Amelia, tekrarlanan hakaretlere sinirlendi.
Neo’nun işaretini görmesine rağmen durmadı.
“Bu biraz fazla değil mi? Senin tavrını sevmiyorum…”
“Sürtük, kes sesini. Kendini güvende sanma. Neo’nun cevabına bağlı olarak, seni burada, şu anda öldürebilirim.”
Ağzını aniden kapattı.
Henry’nin hakkında önceki olumlu izlenimi, zihninde tersine döndü.

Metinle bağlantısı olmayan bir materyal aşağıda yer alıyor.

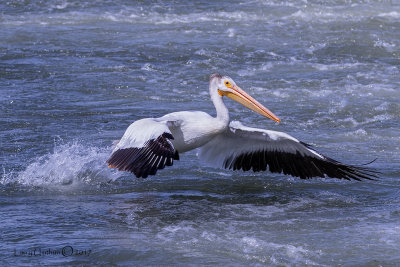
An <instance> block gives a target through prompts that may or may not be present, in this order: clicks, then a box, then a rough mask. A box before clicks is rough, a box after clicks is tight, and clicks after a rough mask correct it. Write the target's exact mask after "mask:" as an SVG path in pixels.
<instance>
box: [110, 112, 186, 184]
mask: <svg viewBox="0 0 400 267" xmlns="http://www.w3.org/2000/svg"><path fill="white" fill-rule="evenodd" d="M168 123H170V122H167V121H158V120H157V119H152V118H150V119H142V120H138V121H135V122H134V123H132V124H131V125H130V126H129V127H128V129H127V130H126V132H125V134H124V135H123V136H122V138H121V140H120V141H119V143H118V144H117V145H116V147H115V148H114V150H113V152H112V154H111V157H110V158H109V159H108V160H107V163H108V164H109V167H112V168H116V169H118V170H120V171H129V172H132V173H134V174H135V175H136V177H138V178H139V177H143V178H146V177H147V176H148V175H154V174H156V172H157V170H159V169H163V168H164V167H165V166H171V165H172V164H173V160H174V159H176V160H178V159H179V155H178V152H177V151H176V150H175V148H174V146H173V144H172V142H171V141H170V140H173V139H174V137H173V136H172V134H171V131H170V130H169V128H168Z"/></svg>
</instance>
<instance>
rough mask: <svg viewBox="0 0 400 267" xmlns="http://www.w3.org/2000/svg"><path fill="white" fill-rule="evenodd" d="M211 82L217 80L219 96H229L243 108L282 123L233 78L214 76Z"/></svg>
mask: <svg viewBox="0 0 400 267" xmlns="http://www.w3.org/2000/svg"><path fill="white" fill-rule="evenodd" d="M210 80H211V81H213V80H215V84H216V85H217V90H218V94H219V95H220V96H227V97H229V98H231V99H233V100H235V101H236V102H238V103H240V104H242V105H243V106H245V107H247V108H249V109H251V110H253V111H254V112H257V113H258V114H260V115H262V116H264V117H267V118H269V119H271V120H273V121H276V122H280V121H281V120H280V119H279V118H278V117H277V116H275V114H274V113H272V112H271V111H270V110H269V109H267V108H266V107H264V106H263V105H262V104H260V103H259V102H258V101H257V100H255V99H254V98H253V97H252V96H250V95H249V94H247V93H246V92H245V91H243V90H242V89H241V88H240V87H239V86H237V85H236V83H235V82H234V81H233V80H232V78H231V77H229V76H226V75H220V74H212V75H211V76H210Z"/></svg>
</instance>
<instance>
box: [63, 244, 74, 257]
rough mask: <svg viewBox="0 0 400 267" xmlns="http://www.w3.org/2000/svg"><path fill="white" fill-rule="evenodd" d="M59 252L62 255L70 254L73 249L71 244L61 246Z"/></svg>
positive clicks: (67, 254)
mask: <svg viewBox="0 0 400 267" xmlns="http://www.w3.org/2000/svg"><path fill="white" fill-rule="evenodd" d="M61 254H62V255H63V256H64V257H69V256H72V254H74V249H73V248H72V247H71V246H65V247H63V248H62V250H61Z"/></svg>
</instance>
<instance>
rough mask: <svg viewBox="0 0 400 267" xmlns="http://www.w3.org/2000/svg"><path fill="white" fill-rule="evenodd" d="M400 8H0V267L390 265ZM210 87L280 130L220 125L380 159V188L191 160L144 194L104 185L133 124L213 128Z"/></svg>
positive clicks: (191, 5)
mask: <svg viewBox="0 0 400 267" xmlns="http://www.w3.org/2000/svg"><path fill="white" fill-rule="evenodd" d="M397 2H398V1H392V2H389V1H386V2H384V3H375V2H369V1H284V2H282V1H225V2H219V1H197V2H191V3H186V2H185V3H183V2H182V3H181V2H171V3H164V2H161V1H160V2H153V3H148V2H147V1H145V2H140V3H134V2H132V1H66V0H60V1H7V2H6V1H3V2H1V3H0V89H1V94H0V102H1V105H0V125H1V127H0V147H1V150H0V164H1V165H0V167H1V176H0V177H1V178H0V181H1V183H0V184H1V185H0V205H1V209H0V213H1V217H0V218H1V224H0V229H1V239H2V246H1V247H0V255H1V256H0V259H1V261H0V262H1V265H30V264H34V265H38V264H49V265H57V264H60V263H70V264H75V265H79V264H85V263H96V264H110V263H111V264H118V265H127V266H130V265H132V264H137V265H151V264H153V265H156V264H180V265H188V264H210V265H211V264H230V265H234V264H241V265H245V264H246V265H248V264H252V265H254V264H260V265H262V264H267V265H303V264H309V265H338V264H339V265H364V266H365V265H370V266H376V265H385V266H386V265H396V264H398V263H399V262H400V206H399V204H400V194H399V192H400V191H399V185H400V184H399V177H400V171H399V163H400V157H399V152H400V151H399V147H400V139H399V137H398V136H399V126H400V123H399V122H400V121H399V113H400V104H399V102H400V90H399V87H400V82H399V81H400V80H399V77H400V76H399V75H400V71H399V64H400V28H399V27H400V2H399V3H397ZM213 72H221V73H224V74H228V75H230V76H231V77H232V78H233V79H234V80H235V81H236V82H237V83H238V84H239V85H240V86H241V87H242V88H243V89H246V90H247V91H249V92H250V93H251V94H252V95H253V96H255V98H257V99H258V100H259V101H260V102H262V103H264V104H265V105H266V106H267V107H269V108H270V109H271V110H272V111H273V112H274V113H275V114H277V115H278V116H279V117H280V118H281V119H282V123H281V124H279V125H277V124H274V123H272V122H271V121H269V120H266V119H265V118H263V117H261V116H259V115H257V114H255V113H251V112H250V111H249V110H247V109H245V108H243V107H242V106H240V105H238V104H235V103H233V102H231V101H229V102H227V103H228V104H229V106H230V111H231V117H232V118H233V119H239V120H241V121H242V122H243V123H244V124H247V125H251V126H257V127H263V128H271V129H275V130H279V131H285V132H288V133H290V134H291V135H293V136H295V137H297V138H299V139H300V140H303V141H305V142H308V143H311V144H313V145H314V146H316V149H317V150H319V151H321V152H323V153H326V154H328V155H329V156H331V157H334V158H337V159H339V160H341V161H344V162H346V163H353V164H362V163H365V162H368V161H370V160H373V159H374V158H378V159H377V160H376V162H374V163H373V164H372V165H371V167H375V168H377V169H378V170H379V171H381V172H382V175H381V177H380V179H379V180H378V181H366V182H348V181H332V180H327V179H315V180H310V181H302V180H299V179H294V178H291V177H286V176H284V175H276V174H270V173H257V174H254V173H242V172H231V171H223V170H219V169H213V168H205V167H202V166H201V165H199V164H198V161H197V159H196V154H195V152H190V153H187V154H186V155H182V157H181V160H180V161H178V162H176V164H175V165H174V167H172V168H169V169H166V170H163V171H160V172H159V174H158V175H157V176H155V177H152V178H149V179H146V180H142V179H135V178H133V177H132V176H131V175H129V174H127V173H119V172H115V171H114V170H110V169H108V168H107V166H106V164H105V161H106V159H107V157H108V156H109V153H110V148H111V144H112V141H113V140H115V139H118V138H119V137H121V136H122V134H123V132H124V130H125V129H126V127H127V126H128V125H129V124H130V123H131V122H132V121H134V120H137V119H139V118H143V117H156V116H161V115H163V114H165V113H168V112H172V111H177V110H191V109H196V110H203V111H209V112H211V113H214V109H213V106H212V103H211V102H210V101H209V96H208V88H207V86H208V75H209V74H211V73H213ZM68 246H71V247H72V248H73V249H74V255H71V256H69V255H66V256H68V257H65V255H62V253H61V252H62V248H64V251H63V252H64V254H68V253H69V252H71V248H70V247H68ZM35 248H36V254H38V253H39V252H40V254H41V256H30V253H31V254H32V252H33V251H35ZM49 250H51V251H55V252H54V254H55V255H53V254H49V253H47V254H46V251H47V252H49ZM77 250H79V252H82V253H81V254H79V253H78V254H79V255H76V252H77ZM51 251H50V252H51ZM57 251H58V252H59V253H61V254H57V253H58V252H57ZM60 251H61V252H60ZM85 253H86V254H85Z"/></svg>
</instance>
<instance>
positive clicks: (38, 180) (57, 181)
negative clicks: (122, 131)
mask: <svg viewBox="0 0 400 267" xmlns="http://www.w3.org/2000/svg"><path fill="white" fill-rule="evenodd" d="M109 155H110V150H109V149H107V148H98V147H90V146H85V145H83V144H81V143H79V142H72V143H67V144H61V145H59V144H56V145H55V147H54V151H53V152H52V153H48V154H46V155H43V156H39V157H37V158H35V159H34V160H33V162H32V163H30V164H29V165H28V166H27V167H26V169H25V170H23V171H21V172H19V173H8V174H7V173H4V174H3V177H2V179H1V180H0V182H1V184H3V185H5V184H10V183H16V184H19V185H24V186H29V187H46V188H54V189H55V188H57V189H69V190H70V189H73V188H75V187H80V186H82V185H98V184H100V183H104V182H108V181H110V180H115V179H117V178H118V177H119V174H118V173H116V172H113V171H112V170H110V169H109V168H108V167H107V164H106V160H107V157H108V156H109Z"/></svg>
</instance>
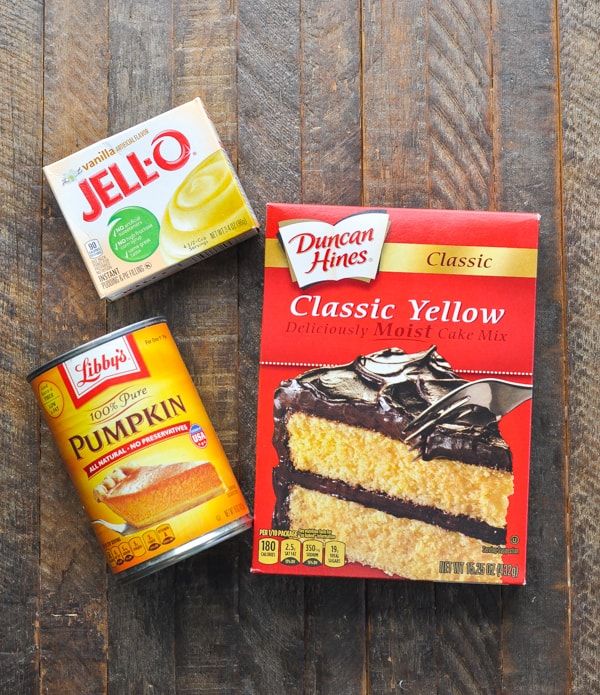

Henry, onun bakışlarını görmezden gelerek Neo’ya döndü.
“Yemeğini bitirdiğine göre, anlat bana. Ne oldu?”
“Tanrı Kanımı uyandırdım,” diye cevapladı Neo. ”Yeteneğim Kraliçe’yi kurtarabilirdi ve Amelia’ya yaklaştım.”
İlahi Su havuzunun varlığını sakladı.
Henry bunu öğrenirse, Neo’ya onunla ne yaptığını sorabilirdi.
Bu kesinlikle Elizabeth ve Henry’nin karşılaşmasına yol açardı.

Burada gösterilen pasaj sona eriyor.